Wolf hunting season opens in Montana
Billings, Mont. • Montana's general wolf season opens Sunday with much looser rules than in past years, as state wildlife officials ramp up efforts to reduce the predators' population in response to public pressure over livestock attacks and declines in some elk herds.
Lower license fees, a five-wolf per person bag limit and a longer season top the list of changes put in place for the 2012-2013 season.
Only two areas in the state near Glacier and Yellowstone National Parks have limits on how many gray wolves can be killed.
Conservation groups have criticized the state's liberal wolf hunting rules as a threat to their long-term population. But livestock owners and hunters have pushed for even more wolves to be killed, and state officials say they intend to maintain a smaller, but still viable, wolf population.
At the beginning of 2013 Montana had 625 wolves. That was a slight drop from the prior year and the first decline since Canadian wolves were brought to the Northern Rockies in the mid-1990s as a way to bolster the population.
State officials hope to continue driving the population down this year but have not set a target number.
The number of out-of-state hunters buying licenses is up sharply this year, with 370 purchased through this week compared to 55 at the same point last year. That comes after the Legislature reduced out-of-state licenses from $250 to $50.
Almost 6,000 state residents have purchased wolf licenses so far for $19 apiece.
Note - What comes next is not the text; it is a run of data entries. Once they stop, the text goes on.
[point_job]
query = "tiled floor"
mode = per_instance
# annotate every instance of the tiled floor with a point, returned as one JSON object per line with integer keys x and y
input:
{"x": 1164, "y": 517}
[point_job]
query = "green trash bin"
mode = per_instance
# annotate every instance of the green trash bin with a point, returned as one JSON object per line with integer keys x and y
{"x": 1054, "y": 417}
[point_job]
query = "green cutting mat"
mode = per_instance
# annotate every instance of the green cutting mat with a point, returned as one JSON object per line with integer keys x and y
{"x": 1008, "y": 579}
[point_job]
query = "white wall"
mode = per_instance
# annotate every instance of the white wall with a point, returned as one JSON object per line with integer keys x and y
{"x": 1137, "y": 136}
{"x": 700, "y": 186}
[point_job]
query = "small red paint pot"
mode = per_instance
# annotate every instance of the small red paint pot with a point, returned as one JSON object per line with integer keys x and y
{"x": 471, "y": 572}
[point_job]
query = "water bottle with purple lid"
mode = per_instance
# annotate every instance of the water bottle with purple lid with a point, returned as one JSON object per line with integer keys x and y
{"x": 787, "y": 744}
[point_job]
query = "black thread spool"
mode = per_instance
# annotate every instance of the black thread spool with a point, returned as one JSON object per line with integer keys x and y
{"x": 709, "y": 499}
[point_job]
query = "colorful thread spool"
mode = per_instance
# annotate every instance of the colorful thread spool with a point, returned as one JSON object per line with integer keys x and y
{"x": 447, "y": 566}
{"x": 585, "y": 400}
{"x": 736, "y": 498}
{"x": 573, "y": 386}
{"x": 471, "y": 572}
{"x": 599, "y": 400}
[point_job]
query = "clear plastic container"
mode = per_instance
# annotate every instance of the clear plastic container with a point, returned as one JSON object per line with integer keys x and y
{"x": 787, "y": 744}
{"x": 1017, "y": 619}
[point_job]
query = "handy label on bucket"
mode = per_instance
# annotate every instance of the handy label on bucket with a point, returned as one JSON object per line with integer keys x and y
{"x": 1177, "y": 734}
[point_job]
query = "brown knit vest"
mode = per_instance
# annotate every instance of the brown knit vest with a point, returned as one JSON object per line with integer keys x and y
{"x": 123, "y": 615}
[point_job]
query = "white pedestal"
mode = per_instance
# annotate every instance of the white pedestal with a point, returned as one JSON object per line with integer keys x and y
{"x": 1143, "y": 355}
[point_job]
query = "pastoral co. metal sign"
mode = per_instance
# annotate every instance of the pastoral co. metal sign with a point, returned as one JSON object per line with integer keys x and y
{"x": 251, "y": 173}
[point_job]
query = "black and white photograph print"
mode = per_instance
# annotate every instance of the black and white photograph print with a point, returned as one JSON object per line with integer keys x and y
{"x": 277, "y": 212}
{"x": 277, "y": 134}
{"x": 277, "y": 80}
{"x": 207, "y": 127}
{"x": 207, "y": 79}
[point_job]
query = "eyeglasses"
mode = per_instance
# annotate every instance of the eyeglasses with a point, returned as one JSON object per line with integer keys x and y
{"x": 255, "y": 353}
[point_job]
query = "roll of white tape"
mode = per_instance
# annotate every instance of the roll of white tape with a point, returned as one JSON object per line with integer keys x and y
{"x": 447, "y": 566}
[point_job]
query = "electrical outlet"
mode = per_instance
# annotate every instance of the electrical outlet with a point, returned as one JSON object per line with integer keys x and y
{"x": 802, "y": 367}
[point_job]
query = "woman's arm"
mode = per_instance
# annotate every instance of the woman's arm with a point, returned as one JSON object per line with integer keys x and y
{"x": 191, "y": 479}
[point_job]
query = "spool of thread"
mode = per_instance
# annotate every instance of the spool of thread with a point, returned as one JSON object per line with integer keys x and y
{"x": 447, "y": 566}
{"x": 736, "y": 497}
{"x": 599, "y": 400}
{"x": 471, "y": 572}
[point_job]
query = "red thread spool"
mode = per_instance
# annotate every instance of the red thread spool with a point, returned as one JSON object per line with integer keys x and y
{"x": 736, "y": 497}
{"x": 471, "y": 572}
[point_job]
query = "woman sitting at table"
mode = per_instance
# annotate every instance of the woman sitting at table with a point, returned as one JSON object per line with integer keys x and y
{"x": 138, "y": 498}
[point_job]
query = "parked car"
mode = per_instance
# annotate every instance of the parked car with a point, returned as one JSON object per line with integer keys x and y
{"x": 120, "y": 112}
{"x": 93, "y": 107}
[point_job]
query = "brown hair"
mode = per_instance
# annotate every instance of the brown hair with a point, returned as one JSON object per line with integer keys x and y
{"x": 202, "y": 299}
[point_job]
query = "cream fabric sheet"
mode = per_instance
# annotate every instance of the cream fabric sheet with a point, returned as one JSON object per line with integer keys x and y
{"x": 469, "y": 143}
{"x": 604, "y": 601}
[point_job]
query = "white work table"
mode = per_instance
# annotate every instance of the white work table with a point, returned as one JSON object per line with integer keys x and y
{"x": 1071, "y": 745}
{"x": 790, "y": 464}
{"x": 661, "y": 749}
That's roughly in line with last year's sales figures.
The general rifle season runs through March 15.
Trapping season for wolves starts Dec. 15 and runs through Feb. 28. The two-week archery season for wolves ends Saturday, with two harvested as of Friday.
Last year, hunters in Montana took 128 wolves and trappers 97 for a total harvest of 225 animals.
Gray wolves were taken off the endangered species list for much of the Northern Rockies in 2011.
A pending proposal from the U.S. Fish and Wildlife Service would lift protections across most remaining areas of the Lower 48 states where protections are still in place.